We have investigated the effect of pairing cannabinoids and assessed their anticancer activity in cell line models. Those most effective were then used with the common anti-leukaemia drugs cytarabine and vincristine, and the effects of this combination therapy on cell death studied in vitro.

Results show a number of cannabinoids could be paired together to generate an effect superior to that achieved if the components were used individually.

For example, in HL60 cells, the IC50 values at 48 h for cannabidiol (CBD) and tetrahydrocannabinol (THC) when used alone were 8 and 13 µM, respectively; however, if used together, it was 4 µM. Median-effect analysis confirmed the benefit of using cannabinoids in pairs, with calculated combination indices being <1 in a number of cases.

The most efficacious cannabinoid-pairs subsequently synergised further when combined with the chemotherapy agents, and were also able to sensitise leukaemia cells to their cytotoxic effects.

The sequence of administration of these drugs was important though; using cannabinoids after chemotherapy resulted in greater induction of apoptosis, whilst this was the opposite when the schedule of administration was reversed.

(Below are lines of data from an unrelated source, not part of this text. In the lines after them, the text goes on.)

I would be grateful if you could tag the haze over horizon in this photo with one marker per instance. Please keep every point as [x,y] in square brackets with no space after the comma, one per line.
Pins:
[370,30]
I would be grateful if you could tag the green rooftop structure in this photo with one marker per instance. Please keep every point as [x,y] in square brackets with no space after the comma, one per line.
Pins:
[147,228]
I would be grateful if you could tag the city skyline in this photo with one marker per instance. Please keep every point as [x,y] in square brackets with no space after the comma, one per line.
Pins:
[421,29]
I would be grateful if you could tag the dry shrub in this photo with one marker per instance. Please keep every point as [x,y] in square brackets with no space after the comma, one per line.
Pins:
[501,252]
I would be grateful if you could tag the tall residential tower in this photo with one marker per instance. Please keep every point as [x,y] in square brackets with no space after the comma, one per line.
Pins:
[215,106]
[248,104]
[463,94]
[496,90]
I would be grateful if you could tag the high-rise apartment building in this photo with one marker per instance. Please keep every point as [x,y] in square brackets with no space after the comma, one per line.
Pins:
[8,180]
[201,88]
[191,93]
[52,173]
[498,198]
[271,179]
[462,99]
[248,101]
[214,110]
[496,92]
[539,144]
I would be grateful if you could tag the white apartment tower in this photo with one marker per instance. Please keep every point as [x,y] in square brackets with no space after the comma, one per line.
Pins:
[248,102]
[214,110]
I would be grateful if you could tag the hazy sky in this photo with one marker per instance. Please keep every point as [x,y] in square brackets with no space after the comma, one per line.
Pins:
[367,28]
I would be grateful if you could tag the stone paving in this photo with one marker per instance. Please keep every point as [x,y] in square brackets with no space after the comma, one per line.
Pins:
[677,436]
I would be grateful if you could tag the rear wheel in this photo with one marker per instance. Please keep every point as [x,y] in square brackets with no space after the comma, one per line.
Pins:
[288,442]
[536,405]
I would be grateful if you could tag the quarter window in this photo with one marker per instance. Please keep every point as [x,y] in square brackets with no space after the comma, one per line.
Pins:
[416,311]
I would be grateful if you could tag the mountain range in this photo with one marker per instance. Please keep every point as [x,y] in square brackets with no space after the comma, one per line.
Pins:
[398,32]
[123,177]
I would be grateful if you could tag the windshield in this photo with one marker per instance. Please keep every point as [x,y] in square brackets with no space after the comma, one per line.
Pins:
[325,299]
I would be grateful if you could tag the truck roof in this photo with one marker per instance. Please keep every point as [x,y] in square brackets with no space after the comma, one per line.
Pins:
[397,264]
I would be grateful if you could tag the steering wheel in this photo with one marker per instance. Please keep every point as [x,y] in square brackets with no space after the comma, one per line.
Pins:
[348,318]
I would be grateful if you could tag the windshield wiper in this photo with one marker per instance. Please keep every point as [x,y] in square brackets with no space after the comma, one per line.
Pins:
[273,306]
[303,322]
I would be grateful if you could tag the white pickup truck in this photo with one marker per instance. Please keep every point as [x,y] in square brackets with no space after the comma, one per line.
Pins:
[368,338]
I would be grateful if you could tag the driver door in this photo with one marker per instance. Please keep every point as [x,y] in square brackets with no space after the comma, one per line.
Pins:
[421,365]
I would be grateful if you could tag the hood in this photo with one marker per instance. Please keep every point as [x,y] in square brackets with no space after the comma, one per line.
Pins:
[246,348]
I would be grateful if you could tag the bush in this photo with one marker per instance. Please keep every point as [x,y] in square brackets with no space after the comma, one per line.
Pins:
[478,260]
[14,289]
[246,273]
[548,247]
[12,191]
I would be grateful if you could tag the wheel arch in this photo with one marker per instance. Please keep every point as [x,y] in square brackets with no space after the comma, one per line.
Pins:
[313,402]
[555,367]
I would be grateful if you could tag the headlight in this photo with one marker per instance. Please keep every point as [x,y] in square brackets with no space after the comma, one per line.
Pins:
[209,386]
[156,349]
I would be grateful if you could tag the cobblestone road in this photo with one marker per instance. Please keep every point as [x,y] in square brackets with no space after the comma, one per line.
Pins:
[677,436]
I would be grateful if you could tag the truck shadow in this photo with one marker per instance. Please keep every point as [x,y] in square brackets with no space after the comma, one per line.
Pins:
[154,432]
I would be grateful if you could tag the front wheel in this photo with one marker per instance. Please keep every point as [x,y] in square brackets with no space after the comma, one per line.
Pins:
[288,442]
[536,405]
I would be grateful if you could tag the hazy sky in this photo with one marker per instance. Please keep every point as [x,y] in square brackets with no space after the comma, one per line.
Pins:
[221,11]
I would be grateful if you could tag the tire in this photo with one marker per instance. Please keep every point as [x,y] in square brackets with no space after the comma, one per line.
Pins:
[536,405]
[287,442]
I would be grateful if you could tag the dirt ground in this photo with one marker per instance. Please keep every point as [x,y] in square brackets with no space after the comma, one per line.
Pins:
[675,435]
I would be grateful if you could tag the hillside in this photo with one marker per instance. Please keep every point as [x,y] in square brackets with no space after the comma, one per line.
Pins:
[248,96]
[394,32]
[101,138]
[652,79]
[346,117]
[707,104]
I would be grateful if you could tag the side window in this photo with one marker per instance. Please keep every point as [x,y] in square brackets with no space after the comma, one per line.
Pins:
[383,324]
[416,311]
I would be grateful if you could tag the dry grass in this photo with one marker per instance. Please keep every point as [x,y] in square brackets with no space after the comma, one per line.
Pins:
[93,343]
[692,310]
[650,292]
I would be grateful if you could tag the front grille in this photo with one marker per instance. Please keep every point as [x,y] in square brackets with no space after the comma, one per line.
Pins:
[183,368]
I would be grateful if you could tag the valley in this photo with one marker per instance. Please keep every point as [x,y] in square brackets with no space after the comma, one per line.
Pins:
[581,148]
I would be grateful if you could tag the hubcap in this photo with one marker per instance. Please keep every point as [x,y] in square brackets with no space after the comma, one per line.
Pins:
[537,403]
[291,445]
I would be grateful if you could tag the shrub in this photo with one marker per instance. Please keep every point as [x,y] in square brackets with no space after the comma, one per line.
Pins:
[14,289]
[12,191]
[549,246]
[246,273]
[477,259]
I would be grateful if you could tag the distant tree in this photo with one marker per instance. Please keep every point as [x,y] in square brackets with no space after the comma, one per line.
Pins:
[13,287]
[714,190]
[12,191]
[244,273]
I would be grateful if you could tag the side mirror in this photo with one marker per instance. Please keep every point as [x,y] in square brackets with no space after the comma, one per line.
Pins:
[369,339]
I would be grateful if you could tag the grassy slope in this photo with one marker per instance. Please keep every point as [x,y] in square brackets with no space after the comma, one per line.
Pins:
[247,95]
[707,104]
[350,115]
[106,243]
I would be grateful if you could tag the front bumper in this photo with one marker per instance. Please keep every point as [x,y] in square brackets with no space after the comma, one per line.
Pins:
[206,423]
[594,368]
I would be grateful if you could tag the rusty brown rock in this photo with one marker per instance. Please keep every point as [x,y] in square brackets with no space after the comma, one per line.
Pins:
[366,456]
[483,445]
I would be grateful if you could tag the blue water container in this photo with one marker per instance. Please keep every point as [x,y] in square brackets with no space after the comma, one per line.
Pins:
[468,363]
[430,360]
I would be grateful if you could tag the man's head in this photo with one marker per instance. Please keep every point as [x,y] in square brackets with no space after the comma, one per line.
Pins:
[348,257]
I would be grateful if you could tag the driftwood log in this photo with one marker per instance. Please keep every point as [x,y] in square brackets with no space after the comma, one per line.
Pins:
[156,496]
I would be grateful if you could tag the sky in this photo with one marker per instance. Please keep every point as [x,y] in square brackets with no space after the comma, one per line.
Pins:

Our results suggest that when certain cannabinoids are paired together, the resulting product can be combined synergistically with common anti-leukaemia drugs allowing the dose of the cytotoxic agents to be dramatically reduced yet still remain efficacious. Nevertheless, the sequence of drug administration is crucial to the success of these triple combinations and should be considered when planning such treatments.”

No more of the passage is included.